Em poucas ocasiões, conversara com Max, sendo a maioria delas através do aplicativo de mensagens e os diálogos giravam em torno da única preocupação dele, a extensa lista de convidados. Já a sua, a pedido do neurocirurgião, incluía apenas a mãe e a avó, que não pôde vir, além de amigos do Maresia. Percebeu que ali, entre as pessoas convidadas, estavam as que ele precisava provar que está constituindo uma família. Não conseguia imaginar que fato tão forte poderia levá-lo àquela atitude extrema e concluía que estivesse escondendo a sexualidade, contudo, nunca poderia perguntar por aquilo.
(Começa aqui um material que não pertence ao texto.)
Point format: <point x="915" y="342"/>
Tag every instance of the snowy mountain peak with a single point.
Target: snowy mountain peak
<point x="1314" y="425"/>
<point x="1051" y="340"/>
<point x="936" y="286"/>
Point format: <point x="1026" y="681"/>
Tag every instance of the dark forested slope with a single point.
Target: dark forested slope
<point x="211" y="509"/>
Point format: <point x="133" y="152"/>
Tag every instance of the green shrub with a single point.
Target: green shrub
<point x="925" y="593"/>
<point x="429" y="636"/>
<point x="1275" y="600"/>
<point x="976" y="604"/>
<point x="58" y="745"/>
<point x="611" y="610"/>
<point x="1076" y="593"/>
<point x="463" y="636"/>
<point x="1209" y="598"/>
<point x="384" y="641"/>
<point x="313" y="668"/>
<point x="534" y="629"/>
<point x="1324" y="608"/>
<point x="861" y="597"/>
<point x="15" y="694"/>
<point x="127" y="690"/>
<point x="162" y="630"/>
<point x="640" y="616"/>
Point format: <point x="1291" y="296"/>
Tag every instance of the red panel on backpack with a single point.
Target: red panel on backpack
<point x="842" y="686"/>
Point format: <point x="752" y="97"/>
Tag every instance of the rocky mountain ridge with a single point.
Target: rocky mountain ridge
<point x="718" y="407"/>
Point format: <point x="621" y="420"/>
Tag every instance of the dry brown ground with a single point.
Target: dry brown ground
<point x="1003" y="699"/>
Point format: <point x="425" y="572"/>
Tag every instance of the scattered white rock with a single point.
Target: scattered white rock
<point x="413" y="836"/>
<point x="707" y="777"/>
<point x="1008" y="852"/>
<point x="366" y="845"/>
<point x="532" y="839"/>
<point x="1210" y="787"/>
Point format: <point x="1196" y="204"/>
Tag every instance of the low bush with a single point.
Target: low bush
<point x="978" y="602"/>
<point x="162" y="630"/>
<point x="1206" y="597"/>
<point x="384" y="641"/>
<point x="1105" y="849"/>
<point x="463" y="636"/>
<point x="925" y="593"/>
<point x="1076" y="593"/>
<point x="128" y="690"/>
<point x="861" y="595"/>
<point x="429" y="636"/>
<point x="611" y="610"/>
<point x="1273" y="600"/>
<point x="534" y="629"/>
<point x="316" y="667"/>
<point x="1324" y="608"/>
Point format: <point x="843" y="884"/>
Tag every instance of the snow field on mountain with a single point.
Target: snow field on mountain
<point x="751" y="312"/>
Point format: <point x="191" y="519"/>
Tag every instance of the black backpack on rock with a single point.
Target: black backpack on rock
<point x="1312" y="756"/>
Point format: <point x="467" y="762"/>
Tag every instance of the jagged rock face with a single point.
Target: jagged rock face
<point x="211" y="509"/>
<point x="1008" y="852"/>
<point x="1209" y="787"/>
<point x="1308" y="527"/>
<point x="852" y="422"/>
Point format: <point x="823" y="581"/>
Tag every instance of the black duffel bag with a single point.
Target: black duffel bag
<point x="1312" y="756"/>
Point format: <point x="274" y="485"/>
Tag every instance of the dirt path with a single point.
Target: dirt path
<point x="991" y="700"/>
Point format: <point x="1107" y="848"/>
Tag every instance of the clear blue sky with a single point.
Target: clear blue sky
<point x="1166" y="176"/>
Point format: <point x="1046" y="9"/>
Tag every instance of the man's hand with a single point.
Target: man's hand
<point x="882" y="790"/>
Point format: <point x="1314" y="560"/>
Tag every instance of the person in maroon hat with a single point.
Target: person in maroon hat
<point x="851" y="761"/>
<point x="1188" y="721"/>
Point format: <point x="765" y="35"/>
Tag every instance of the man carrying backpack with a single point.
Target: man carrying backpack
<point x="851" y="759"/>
O mais difícil havia sido enfrentar a surpresa das pessoas. Sua mãe, Fátima, perguntara se estava grávida; pobre mãe, tão cheia de alegria. Os colegas de trabalho e os proprietários do Maresia, dona Corina e senhor Carlo, a censuraram pela falta de confiança neles em não contar sobre o hipotético namoro. Maya a fizera dezenas de perguntas. E Suna havia ficado nervosa. A amiga a rodeara de indagações e suposições sobre o tal namoro relâmpago, que nunca tinha acontecido. Acabara por inventar que nada tinha revelado por superstição e por receio de alguém pensar que se envolvia por interesse. Sofria por mentir às poucas pessoas em quem confiava. E para sustentar a mentira do casamento havia contato outras tantas mentiras. 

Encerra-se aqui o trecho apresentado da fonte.